You can but it's not ideal. What if you want to write your own cuda kernel for your experiment? Python isn't really setup for this easily unless you want to throw odd c++ integrations into your code. Swift is designed to be a direct match to the underlying instructions. This would make deep learning much more expressive and flexible in Swift, with less errors.
This question is addressed extensively in the course. Check out the last two lectures, they do a great job of going over lots of different reasons.
That doesn't really make sense. The code you implement in Swift when in Jupyter needs to also be available at runtime to execute. Meaning you can do the exact same thing in Python, because your model architecture is going to be embedded in the exported model.
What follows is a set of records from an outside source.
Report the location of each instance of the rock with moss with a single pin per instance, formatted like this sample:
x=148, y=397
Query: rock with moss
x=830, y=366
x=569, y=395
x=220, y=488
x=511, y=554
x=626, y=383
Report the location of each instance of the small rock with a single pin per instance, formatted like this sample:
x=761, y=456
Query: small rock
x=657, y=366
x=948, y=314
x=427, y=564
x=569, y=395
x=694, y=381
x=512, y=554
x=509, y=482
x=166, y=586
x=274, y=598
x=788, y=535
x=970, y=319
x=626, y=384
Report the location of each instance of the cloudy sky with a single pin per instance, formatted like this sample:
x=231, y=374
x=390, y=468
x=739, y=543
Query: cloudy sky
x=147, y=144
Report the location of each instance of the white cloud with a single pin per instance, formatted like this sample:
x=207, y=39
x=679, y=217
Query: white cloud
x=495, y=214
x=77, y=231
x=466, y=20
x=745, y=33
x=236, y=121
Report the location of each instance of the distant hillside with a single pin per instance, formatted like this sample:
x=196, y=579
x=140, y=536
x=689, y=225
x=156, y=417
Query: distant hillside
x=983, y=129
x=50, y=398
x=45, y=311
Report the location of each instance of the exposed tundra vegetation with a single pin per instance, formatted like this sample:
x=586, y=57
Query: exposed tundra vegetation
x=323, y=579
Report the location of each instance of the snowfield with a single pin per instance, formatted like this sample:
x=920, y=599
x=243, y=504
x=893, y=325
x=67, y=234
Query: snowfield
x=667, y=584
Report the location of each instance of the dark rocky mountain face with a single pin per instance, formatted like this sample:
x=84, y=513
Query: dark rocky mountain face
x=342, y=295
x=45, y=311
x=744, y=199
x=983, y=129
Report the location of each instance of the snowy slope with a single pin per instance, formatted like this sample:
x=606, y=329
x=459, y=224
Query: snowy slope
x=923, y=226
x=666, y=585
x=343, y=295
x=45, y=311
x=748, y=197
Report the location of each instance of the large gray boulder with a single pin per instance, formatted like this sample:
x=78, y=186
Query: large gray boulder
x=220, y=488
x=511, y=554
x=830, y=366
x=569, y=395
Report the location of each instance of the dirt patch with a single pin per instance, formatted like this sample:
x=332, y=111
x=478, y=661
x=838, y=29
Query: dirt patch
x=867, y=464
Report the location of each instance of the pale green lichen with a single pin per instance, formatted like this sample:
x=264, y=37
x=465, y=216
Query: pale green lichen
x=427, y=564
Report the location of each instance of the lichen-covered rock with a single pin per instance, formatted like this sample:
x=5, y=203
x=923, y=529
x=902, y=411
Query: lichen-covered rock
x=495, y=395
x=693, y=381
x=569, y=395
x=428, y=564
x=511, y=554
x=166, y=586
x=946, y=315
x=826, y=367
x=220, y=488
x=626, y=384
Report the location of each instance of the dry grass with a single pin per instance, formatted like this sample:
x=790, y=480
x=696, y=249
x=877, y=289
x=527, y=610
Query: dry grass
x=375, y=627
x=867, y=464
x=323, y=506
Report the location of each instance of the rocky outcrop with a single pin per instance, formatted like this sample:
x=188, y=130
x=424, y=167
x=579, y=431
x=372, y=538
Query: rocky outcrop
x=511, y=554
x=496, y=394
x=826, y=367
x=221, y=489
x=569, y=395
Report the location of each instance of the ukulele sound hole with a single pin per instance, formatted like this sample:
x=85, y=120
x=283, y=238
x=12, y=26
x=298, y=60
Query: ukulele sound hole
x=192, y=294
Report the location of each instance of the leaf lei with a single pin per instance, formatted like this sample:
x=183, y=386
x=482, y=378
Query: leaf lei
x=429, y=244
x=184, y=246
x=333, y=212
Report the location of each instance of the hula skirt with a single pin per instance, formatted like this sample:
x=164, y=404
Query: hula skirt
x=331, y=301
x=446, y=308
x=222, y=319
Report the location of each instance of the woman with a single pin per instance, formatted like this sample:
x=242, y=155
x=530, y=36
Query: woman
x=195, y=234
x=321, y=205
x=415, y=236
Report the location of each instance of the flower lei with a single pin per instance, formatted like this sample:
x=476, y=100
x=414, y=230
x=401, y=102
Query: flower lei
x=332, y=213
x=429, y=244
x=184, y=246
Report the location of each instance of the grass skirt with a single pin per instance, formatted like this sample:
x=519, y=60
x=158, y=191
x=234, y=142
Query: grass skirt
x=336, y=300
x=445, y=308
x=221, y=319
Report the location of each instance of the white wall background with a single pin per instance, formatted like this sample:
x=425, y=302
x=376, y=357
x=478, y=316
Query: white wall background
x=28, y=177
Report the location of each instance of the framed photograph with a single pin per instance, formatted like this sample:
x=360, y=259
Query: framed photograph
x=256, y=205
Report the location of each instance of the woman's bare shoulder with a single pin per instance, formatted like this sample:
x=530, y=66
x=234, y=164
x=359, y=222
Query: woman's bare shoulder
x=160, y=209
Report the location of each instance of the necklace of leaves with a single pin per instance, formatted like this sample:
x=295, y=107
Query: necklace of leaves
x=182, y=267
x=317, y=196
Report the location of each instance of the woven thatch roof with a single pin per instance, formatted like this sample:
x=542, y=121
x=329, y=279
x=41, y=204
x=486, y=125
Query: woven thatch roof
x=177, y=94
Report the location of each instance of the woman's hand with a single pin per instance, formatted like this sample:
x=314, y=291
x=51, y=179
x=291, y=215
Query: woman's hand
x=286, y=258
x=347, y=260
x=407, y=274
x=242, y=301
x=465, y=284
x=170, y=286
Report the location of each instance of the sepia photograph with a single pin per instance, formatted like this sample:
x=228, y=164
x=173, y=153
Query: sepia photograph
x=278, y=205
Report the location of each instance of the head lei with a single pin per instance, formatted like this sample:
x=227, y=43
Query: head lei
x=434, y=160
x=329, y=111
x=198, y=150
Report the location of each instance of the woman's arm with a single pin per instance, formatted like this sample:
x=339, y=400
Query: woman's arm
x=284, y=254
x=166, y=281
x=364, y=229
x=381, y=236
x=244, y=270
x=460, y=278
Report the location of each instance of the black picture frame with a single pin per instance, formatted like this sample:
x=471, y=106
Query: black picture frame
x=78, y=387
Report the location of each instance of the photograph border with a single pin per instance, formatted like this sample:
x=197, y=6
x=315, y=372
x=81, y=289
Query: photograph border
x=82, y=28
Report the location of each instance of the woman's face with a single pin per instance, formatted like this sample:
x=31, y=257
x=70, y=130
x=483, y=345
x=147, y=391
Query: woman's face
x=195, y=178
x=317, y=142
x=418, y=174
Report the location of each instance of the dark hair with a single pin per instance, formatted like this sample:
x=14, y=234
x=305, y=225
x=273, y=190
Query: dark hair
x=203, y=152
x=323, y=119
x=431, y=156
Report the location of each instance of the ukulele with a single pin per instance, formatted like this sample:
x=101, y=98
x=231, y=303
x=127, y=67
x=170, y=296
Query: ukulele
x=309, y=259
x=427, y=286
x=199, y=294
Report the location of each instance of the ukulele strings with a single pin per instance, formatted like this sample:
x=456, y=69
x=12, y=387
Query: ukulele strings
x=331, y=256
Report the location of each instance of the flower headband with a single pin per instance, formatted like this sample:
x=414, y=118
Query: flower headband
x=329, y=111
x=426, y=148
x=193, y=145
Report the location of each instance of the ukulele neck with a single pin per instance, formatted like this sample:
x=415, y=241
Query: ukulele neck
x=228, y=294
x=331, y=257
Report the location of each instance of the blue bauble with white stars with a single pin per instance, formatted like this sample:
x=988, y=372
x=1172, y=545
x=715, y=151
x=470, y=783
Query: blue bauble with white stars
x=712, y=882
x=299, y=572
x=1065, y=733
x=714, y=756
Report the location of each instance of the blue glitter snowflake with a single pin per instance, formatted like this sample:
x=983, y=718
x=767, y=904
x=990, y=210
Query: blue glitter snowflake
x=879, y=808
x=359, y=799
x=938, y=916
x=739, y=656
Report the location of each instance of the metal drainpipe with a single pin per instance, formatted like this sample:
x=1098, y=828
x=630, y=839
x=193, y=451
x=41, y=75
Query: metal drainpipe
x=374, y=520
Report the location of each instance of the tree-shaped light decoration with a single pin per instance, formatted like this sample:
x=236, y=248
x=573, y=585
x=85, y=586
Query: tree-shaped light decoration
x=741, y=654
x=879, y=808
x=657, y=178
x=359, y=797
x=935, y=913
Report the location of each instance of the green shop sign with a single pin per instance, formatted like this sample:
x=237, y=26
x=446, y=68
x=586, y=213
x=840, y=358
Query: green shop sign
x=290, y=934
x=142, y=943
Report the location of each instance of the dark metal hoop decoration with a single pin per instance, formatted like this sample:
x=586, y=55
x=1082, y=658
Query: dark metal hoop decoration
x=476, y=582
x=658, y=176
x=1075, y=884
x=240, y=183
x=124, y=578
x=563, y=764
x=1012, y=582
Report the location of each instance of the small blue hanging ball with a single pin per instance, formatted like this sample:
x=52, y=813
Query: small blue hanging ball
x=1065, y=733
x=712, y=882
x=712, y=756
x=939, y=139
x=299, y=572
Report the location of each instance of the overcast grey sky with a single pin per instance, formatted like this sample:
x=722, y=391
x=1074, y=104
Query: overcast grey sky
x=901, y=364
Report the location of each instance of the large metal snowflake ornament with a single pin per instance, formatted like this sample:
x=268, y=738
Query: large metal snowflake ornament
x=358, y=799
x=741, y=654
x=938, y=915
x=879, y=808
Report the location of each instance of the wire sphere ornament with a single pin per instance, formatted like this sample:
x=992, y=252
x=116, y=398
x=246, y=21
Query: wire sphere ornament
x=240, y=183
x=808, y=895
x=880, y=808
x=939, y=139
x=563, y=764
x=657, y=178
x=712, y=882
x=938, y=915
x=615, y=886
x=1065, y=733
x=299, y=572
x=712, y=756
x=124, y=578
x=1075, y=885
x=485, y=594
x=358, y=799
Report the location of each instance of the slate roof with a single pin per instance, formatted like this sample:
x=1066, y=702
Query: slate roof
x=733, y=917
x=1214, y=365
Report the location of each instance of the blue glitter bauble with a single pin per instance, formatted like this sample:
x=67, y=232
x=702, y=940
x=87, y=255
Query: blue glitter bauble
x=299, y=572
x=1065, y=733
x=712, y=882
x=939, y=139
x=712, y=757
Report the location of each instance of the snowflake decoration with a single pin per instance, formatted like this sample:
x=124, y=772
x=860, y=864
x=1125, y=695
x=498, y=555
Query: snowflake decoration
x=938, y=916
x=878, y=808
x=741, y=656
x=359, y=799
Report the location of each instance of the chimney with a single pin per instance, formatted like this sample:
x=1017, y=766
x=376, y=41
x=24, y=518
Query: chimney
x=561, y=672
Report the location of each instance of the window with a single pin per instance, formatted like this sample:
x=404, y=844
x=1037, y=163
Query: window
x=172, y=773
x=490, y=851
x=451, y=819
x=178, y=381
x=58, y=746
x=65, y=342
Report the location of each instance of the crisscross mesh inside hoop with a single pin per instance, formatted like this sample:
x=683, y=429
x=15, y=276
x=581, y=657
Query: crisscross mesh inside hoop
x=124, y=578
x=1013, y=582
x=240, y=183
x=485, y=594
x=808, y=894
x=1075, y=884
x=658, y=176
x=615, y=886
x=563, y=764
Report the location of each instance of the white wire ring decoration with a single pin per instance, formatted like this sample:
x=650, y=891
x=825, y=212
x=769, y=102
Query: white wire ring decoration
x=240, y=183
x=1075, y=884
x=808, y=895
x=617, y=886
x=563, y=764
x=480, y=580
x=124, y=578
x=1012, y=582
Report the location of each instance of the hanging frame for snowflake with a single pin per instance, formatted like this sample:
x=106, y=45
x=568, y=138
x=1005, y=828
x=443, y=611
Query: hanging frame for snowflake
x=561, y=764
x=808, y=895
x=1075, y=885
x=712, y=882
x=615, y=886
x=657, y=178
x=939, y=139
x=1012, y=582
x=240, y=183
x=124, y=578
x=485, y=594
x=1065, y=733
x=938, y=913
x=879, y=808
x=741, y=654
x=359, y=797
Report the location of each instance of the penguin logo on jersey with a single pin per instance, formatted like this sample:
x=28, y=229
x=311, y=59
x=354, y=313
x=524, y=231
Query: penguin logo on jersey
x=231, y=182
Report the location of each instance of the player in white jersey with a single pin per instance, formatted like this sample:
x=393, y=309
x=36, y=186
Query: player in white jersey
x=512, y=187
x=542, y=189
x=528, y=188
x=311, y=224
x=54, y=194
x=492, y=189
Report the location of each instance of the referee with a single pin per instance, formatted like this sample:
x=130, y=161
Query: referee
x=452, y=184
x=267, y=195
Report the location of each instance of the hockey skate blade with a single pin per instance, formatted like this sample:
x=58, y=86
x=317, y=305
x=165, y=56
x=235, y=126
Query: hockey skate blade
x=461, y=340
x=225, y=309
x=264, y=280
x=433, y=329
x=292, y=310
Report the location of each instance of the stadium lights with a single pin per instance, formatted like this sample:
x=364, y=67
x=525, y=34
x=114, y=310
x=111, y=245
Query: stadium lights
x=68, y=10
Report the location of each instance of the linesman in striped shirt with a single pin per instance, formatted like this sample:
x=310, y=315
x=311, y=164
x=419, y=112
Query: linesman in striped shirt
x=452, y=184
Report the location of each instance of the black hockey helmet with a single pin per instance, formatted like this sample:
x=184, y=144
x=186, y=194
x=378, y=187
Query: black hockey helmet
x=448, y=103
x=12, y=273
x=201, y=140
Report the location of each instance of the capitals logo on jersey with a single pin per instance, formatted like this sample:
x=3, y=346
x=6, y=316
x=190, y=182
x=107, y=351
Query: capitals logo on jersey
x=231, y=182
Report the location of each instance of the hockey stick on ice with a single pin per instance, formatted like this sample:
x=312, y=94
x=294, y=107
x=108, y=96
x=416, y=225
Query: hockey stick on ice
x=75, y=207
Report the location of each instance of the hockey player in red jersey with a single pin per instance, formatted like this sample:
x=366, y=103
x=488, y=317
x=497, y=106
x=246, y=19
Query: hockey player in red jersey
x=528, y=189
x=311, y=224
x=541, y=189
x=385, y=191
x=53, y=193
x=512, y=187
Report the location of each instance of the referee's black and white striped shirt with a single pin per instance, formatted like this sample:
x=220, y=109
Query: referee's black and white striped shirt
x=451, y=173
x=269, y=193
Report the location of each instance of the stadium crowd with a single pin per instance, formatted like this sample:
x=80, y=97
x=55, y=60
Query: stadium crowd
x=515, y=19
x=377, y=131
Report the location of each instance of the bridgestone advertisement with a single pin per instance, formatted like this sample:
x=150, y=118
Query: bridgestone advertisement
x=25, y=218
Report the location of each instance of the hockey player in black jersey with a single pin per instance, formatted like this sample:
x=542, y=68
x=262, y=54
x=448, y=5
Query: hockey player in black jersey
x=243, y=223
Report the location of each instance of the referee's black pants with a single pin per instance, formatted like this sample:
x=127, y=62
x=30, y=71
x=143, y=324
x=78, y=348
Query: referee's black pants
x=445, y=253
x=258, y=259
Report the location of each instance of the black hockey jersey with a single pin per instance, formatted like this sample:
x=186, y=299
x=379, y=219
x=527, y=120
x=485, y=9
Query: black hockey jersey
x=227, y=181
For custom kernel code, what you really want to use is a custom TF op. But I doubt that's what you're getting at anyway, because that's for more advanced use cases.
The goal is to allow Swift to be used for writing MLIR and XLA kernels. The new LazyTensor under development already allows for fused XLA operations to be created in Swift. There's an awful lot you can do in Swift which is very very hard to do properly in Python. I've got a bit more background on this here: https://www.fast.ai/2019/03/06/fastai-swift/
Edit: HN isn't letting me reply deeper, so I'll reply to "what are the benefits over C++?" here. The first is that MLIR has dialects that support stuff like polyhedral compilation, which result in much more concise and understandable code, which is often faster too. The second is that using the same language from top to bottom means you can profile/debug/etc your code in one place, which is much more efficient. And you don't have to learn two languages. And you don't have to use C++, which (for me at least) is a big win! ;)
MLIR is going to be orthogonal to C++ performance. You're talking about the efficiency of an intermediate representation. But that IR turns into TF opcodes, which then need to execute natively.
You can achieve the same efficiency in C++ via a custom TF op. You end up with native instructions either way. And you have access to the entire memmapped model in the op, allowing you to do as you please.
You're only debugging in one place, because the same C++ code runs during training in your notebook that runs during inference on your device.
You're getting ease of implementation and usage of Swift. But your code will be less portable; you won't be able to run the same model on Android or on the server. And there's not necessarily any performance benefit over doing the same in C++, definitely not if your kernel is simple.
Thanks. What is the advantage of using Swift over implementing a custom TF op in C++, and using its generated Python wrapper in Jupyter? Just not having to deal with C++?
If you need to debug something, you don't need to use some mixture of pdb and gdb.
Swift is a relatively young language, meaning it does not (yet) have weird hairy bits to work around design decisions made 20 years ago.
Similarly, Swift is still getting defined in many areas. There is (theoretically) the opportunity to influence language design decisions to patterns that mesh better with ML needs.
Yes, but at the cost of portability. You won't be able to run the same model on Android for instance.
You're still debugging in two places; in Swift and Python. Debugging Swift is probably easier than C++ though.
I think using Swift is a valid solution for special cases, but not the best solution for most cases. The TF authors already provide a suitable, general solution in the form of custom TF ops.
And if you don't need a custom kernel, and the chances are you don't, then stick with pure Python for maximum ease of use and portability.